World wheat signs
WHEAT markets are becoming increasingly volatile as competition among the major players hots up.
The producer of the future will be faced with a market where "price promise" affects planting decisions rather than price expectation, NFU economist Tony Donaldson told a grower meeting at Sparsholt College, Hants.
"Recently, the price signal has not worked, and the area grown has failed to keep pace with demand."
Set-aside within the EU, which could respond neither quickly nor flexibly to market signals, was one factor, he said.
The decline in planting in Russia was also highlighted. "Last year, the Russians had their worst harvest since 1963; they do not look like becoming an exporter for the foreseeable future."
Such factors had contributed to recent volatility and taken prices of US milling wheat to $200/t.
But expansion of the area grown worldwide would limit further price increases.

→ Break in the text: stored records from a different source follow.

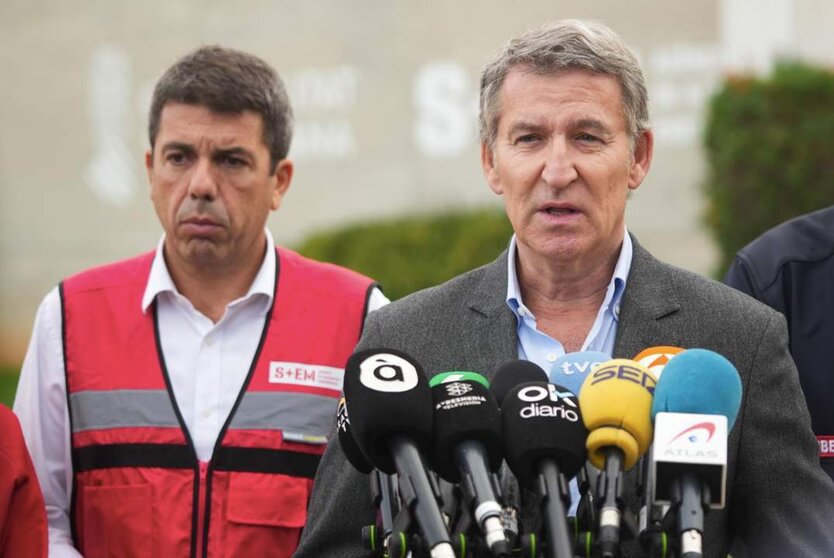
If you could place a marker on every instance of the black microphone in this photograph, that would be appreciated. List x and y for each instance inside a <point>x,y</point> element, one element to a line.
<point>506,378</point>
<point>383,488</point>
<point>348,443</point>
<point>544,442</point>
<point>514,373</point>
<point>389,403</point>
<point>466,448</point>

Richard Barnes, minister counsellor for agricultural affairs at the US Embassy agreed, saying the US had enormous reserves which it could tap into. "We have 34m acres currently in the conservation reserve programme, which is equivalent to the total area of wheat grown in the EU."
Of the 14.4m acres eligible to come out of the programme this year, however, probably under 1.5m acres would do so, he said.
One in three harvested acres in the US is already exported, and this will doubtless increase once the US Farm Bill is concluded.